More on Greece.

If Canada found itself in a situation where it was no longer competitive with the US we would need to take action to solve this problem.  “No longer competitive” means that someone could get the same products made elsewhere for cheaper or more efficiently.  They could hire workers in the US for the same or lower amount of money and get their goods produced.  Any goods that are produced in this uncompetitive version of Canada are done so at high cost and so must be resold at higher cost.  This is obviously not good. 

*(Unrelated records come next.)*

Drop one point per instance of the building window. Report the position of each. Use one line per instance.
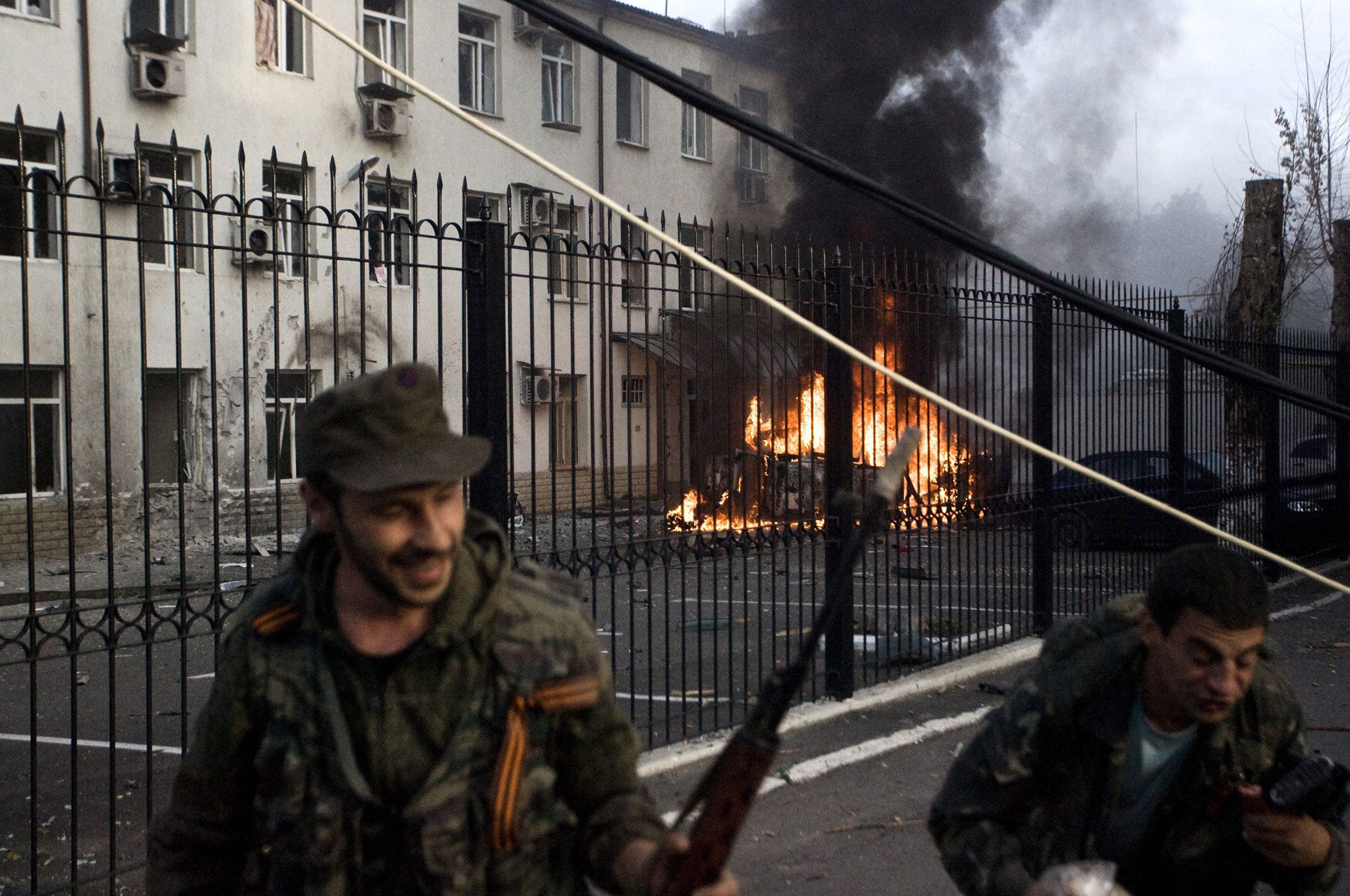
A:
(477, 203)
(631, 108)
(633, 392)
(32, 431)
(564, 423)
(27, 9)
(385, 34)
(695, 284)
(633, 281)
(283, 37)
(693, 132)
(284, 192)
(167, 210)
(755, 104)
(169, 416)
(29, 207)
(288, 393)
(479, 63)
(389, 231)
(559, 80)
(158, 16)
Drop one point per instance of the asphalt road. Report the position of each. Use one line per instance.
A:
(860, 829)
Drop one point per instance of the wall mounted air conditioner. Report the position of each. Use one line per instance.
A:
(528, 27)
(156, 76)
(119, 179)
(253, 243)
(538, 389)
(386, 119)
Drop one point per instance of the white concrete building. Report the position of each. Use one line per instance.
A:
(161, 300)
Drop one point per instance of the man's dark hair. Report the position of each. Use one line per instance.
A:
(1212, 580)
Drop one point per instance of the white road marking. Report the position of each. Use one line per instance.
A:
(672, 698)
(867, 749)
(1307, 607)
(117, 745)
(676, 756)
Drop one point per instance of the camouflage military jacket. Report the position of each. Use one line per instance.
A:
(490, 760)
(1036, 786)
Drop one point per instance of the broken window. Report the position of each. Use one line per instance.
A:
(385, 34)
(288, 393)
(565, 423)
(27, 9)
(169, 426)
(631, 108)
(389, 231)
(559, 81)
(284, 192)
(29, 210)
(695, 284)
(167, 211)
(160, 16)
(633, 392)
(693, 131)
(33, 430)
(479, 63)
(281, 37)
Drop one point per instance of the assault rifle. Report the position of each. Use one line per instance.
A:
(1316, 787)
(730, 785)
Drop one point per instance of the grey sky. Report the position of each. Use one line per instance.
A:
(1204, 88)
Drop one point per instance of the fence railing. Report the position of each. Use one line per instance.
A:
(664, 439)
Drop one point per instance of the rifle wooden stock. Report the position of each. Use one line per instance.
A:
(728, 790)
(739, 771)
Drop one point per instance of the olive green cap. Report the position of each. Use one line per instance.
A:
(386, 430)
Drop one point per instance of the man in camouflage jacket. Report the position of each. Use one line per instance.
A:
(1042, 783)
(405, 710)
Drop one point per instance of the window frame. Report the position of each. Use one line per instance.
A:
(288, 408)
(558, 92)
(752, 154)
(26, 173)
(481, 99)
(392, 242)
(695, 126)
(632, 390)
(635, 104)
(284, 15)
(389, 29)
(59, 432)
(20, 11)
(291, 223)
(184, 254)
(694, 284)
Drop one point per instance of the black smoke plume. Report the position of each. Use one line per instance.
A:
(898, 90)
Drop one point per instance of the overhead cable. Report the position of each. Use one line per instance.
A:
(862, 358)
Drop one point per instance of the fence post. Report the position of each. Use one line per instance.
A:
(1271, 471)
(1043, 434)
(1176, 408)
(488, 404)
(838, 471)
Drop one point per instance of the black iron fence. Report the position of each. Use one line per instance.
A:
(663, 437)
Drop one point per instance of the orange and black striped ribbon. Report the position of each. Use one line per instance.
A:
(276, 620)
(555, 696)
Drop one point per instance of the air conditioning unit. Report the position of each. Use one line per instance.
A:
(528, 27)
(119, 177)
(753, 186)
(253, 243)
(156, 76)
(386, 119)
(538, 389)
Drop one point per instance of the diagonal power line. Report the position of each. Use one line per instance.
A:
(694, 258)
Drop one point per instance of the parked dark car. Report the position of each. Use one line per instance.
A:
(1088, 513)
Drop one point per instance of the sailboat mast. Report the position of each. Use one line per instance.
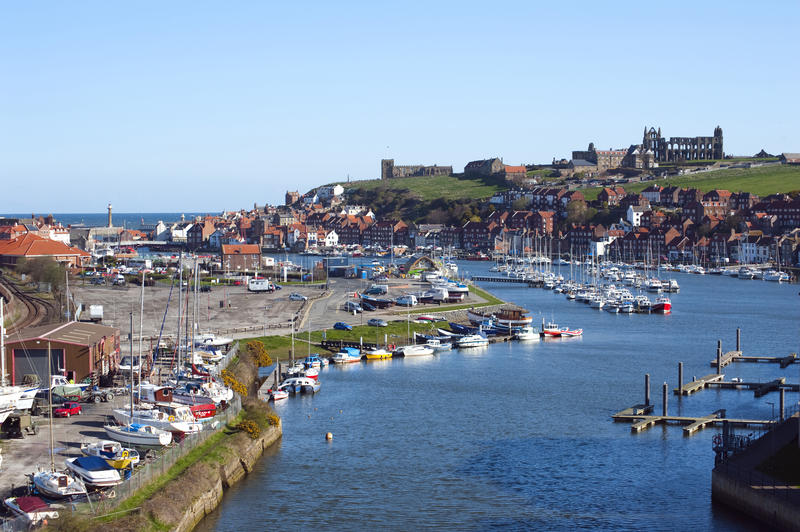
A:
(2, 345)
(131, 342)
(141, 329)
(50, 401)
(180, 308)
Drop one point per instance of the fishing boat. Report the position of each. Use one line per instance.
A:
(113, 452)
(415, 350)
(505, 317)
(139, 435)
(94, 471)
(377, 354)
(472, 340)
(33, 510)
(156, 418)
(526, 333)
(347, 355)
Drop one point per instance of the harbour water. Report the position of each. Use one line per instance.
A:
(519, 435)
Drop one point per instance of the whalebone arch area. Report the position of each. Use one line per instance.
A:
(195, 485)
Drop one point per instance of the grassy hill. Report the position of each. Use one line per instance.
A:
(440, 199)
(762, 181)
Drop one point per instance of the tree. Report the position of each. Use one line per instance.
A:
(44, 270)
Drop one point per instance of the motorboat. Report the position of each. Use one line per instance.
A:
(210, 339)
(472, 340)
(377, 354)
(526, 333)
(671, 286)
(415, 350)
(347, 355)
(662, 305)
(278, 395)
(300, 385)
(156, 418)
(407, 300)
(33, 510)
(113, 452)
(437, 345)
(139, 435)
(58, 484)
(568, 333)
(314, 361)
(94, 471)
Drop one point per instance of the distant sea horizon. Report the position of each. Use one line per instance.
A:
(128, 220)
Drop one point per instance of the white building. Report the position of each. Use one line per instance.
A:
(331, 239)
(634, 215)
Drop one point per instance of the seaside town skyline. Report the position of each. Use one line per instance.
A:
(165, 108)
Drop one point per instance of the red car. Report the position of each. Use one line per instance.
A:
(68, 409)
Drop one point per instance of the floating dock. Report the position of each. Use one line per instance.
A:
(641, 422)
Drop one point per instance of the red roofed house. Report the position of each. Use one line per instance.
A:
(241, 257)
(30, 246)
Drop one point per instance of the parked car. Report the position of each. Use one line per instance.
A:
(351, 306)
(70, 408)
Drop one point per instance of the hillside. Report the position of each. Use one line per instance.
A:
(762, 181)
(440, 199)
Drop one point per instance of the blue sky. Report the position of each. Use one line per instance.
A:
(205, 106)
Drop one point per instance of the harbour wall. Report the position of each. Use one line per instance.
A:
(187, 499)
(740, 485)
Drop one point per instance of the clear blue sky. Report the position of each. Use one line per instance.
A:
(204, 106)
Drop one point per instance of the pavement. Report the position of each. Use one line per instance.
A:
(237, 313)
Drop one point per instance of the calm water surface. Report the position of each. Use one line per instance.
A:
(519, 435)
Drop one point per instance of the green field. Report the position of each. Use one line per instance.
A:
(431, 188)
(762, 181)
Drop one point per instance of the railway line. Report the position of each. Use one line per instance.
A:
(26, 310)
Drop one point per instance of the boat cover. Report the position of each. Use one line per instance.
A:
(31, 504)
(92, 463)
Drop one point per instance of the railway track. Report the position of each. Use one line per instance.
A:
(36, 311)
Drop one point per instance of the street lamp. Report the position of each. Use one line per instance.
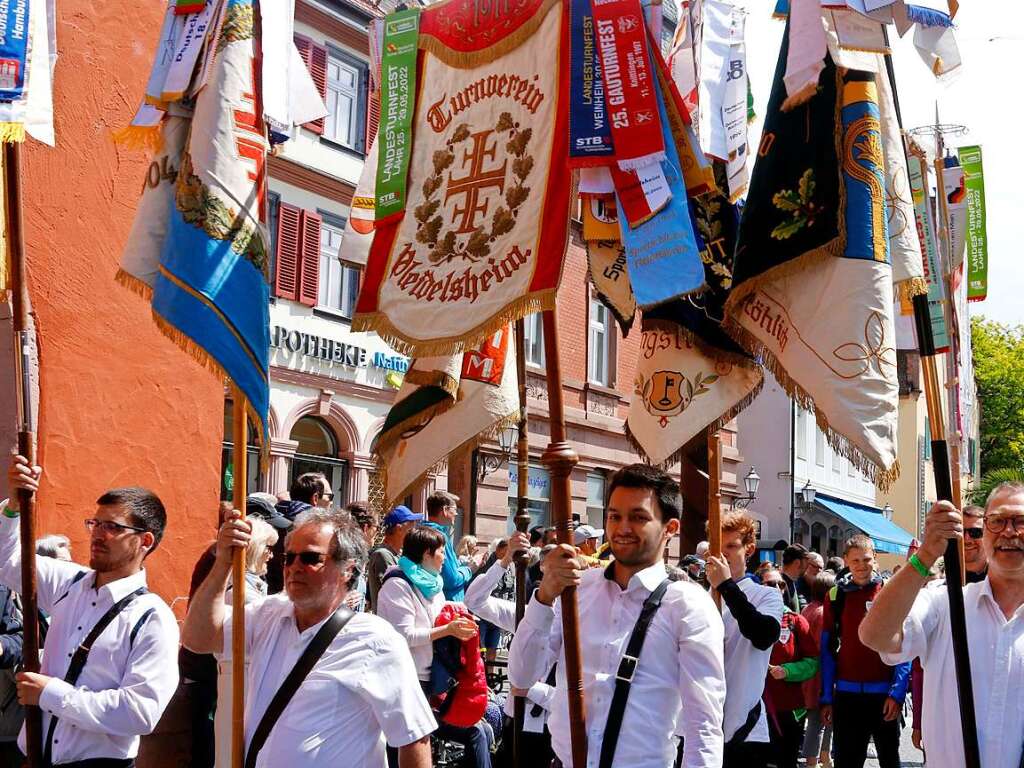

As discussed previously Canada has a floating exchange rate.  So if this situation arose one possible solution would be to devalue our currency.  This means getting more Canadian dollars on the market so that they are worth less.  This means that the average Canadian worker does not see a change in the amount of money that appears on their paycheck(nominal wage) but the value of that money is actually less(real wage).   So as the real value of Canadian dollars gets lower, Canadian goods become cheaper and people buy our stuff.

With a fixed currency like the Euro this is not an option.  Greece cannot devalue its currency because it does not control it. So as Greece tries to recover from its problems it must find a way to become competitive in the Euro and world markets.  They need to grow their GDP but they have no way to reduce the real wages in the country.  This of course means that they are going to have to reduce real and nominal wages. This means that people have to take actual pay cuts.  As you can imagine it is alot easier for a government to devalue a currency than to tell people they are all taking a pay cut.  People are not too happy about it, obviously.   

I am sure there will be much more to say.  The EU has recently decided to setup a massive a financial safety net, I have not read all the details so that will maybe be discussed in the future.